# That's mine.



## Aleppan

How do you say "That's mine"?

הוא לי
הוא שלי

This is assuming that the object referred to by "that" is masculine and singular. Otherwise you substitute היא or הם or הן for הוא, of course.


----------



## elroy

זה/זאת שלי


----------



## Abaye

In addition to @elroy's: You'd hear the feminine form less often. זה here is general and in most cases doesn't imply specifically masculine. זאת is used to emphasise a feminine nature:

ואהבתי את שתיהן אלי
זאת שלי היתה וזאת שלי


----------



## elroy

Aleppan said:


> This is assuming that the object referred to by "that" is masculine


Oops, I missed this. 🤦🏻


----------



## Ali Smith

זה and זאת mean "this", right?
הוא and היא mean either "he/she" or "that", right?


----------



## Abaye

The common translation is:
זה / זאת = this, that, it.
הוא / היא = he / she.

Yet I'm sure you can find many examples of different usage, there's no 1-1 mapping.


----------



## elroy

Abaye said:


> You'd hear the feminine form less often. זה here is general and in most cases doesn't imply specifically masculine.

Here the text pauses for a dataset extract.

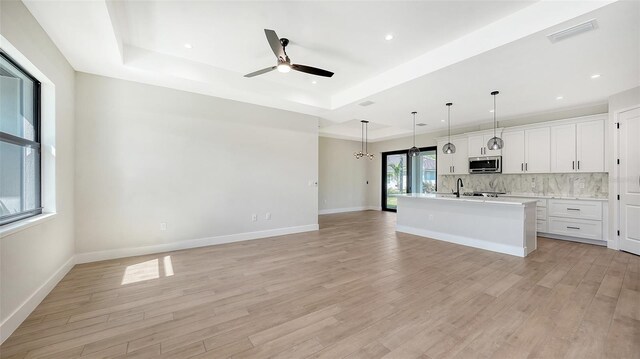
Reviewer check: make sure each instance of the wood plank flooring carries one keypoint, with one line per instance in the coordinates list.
(354, 289)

This is interesting.  In Arabic, if I were to point to a feminine object, like a towel (منشفة) or a car (سيارة), I would use the feminine pronoun (هاي إلي).  I guess you would say זה שלי?


----------



## Abaye

When referring to an object, for example a towel מגבת, the distinction of feminine/masculine is often lost. I can imagine a situation in which a towel is thrown on the floor and the mother asks her children של מי זה but not של מי זאת. If the question is של מי המגבת ה__, it will be of course זאת.


----------



## elroy

In Arabic I would expect لمين هاي؟, which would be short for لمين هاي المنشفة؟.

Would you also say, referring to two towels, המגבת הזאת שלו, אבל *זה* שלי?


----------



## Abaye

elroy said:


> Would you also say, referring to two towels, המגבת הזאת שלו, אבל *זה* שלי?

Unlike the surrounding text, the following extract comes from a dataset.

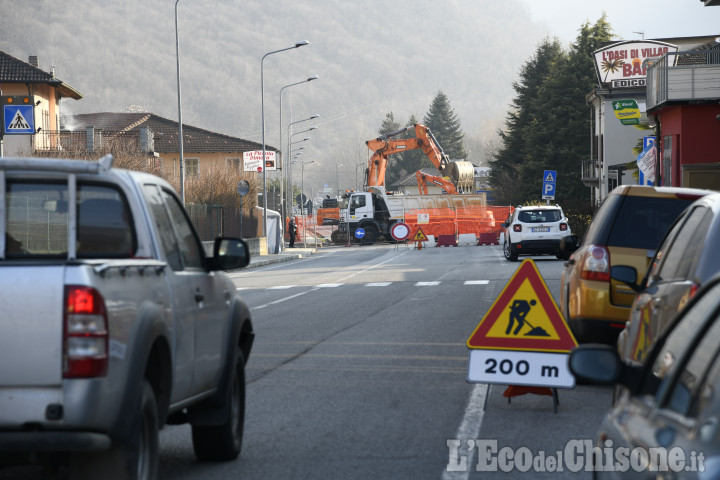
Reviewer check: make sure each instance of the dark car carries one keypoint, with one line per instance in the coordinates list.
(687, 258)
(626, 230)
(666, 424)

No, that would be weird. When the context (of feminine) is set, both instances are זאת.


----------



## elroy

I remember a Spanish-speaking friend looking at my car after it had gotten dented and saying “Pobrecit*o*!” (مسكين/מסכן — i.e. *masculine*) and that sounding totally off to me — even though she wasn’t speaking Arabic — because in Arabic a car is feminine!  (It’s masculine in Spanish.)  I wonder if a noun’s gender is more inextricably associated with the noun in Arabic than it is in Hebrew.


----------



## Abaye

But in Hebrew "car" can be מכונית (feminine) or אוטו (masculine). So no inherent gender.


----------



## elroy

Sure, but for most objects there’s only one (predominant) term, and hence one gender. My specific anecdote involved a car, but it could’ve been any other object and I presume I would’ve had the same reaction. 

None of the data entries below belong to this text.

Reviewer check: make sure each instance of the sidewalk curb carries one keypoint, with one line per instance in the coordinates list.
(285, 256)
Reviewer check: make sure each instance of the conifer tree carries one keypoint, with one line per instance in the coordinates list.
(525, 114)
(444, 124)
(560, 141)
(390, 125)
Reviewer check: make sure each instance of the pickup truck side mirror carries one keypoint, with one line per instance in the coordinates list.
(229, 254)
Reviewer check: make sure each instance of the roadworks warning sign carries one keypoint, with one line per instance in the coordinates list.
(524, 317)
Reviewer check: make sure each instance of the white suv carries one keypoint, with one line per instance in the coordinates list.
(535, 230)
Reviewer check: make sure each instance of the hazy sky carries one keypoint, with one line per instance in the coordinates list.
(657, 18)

If your towel had gotten damaged in the dryer and someone said מסכן (masculine), would that sound okay to you?


----------



## Abaye

We carefully preserve the gender in most cases. Often use of a neuter term is limited to זה (and maybe very few other words). I guess it's influenced by the default gender in Hebrew which is masculine: if I say אני רואה אנשים ברחוב it can be men, women, both.


----------



## Ali Smith

Abaye said:


> The common translation is:
> זה / זאת = this, that, it.
> הוא / היא = he / she.


But doesn't האיש ההוא mean 'that man' and הבת ההיא 'that girl'?


----------



## Drink

We're discussing pronouns here, not determiners.


----------



## Abaye

Drink said:


> We're discussing pronouns here, not determiners.


And specifically demonstrative pronouns, כינוי רומז.


----------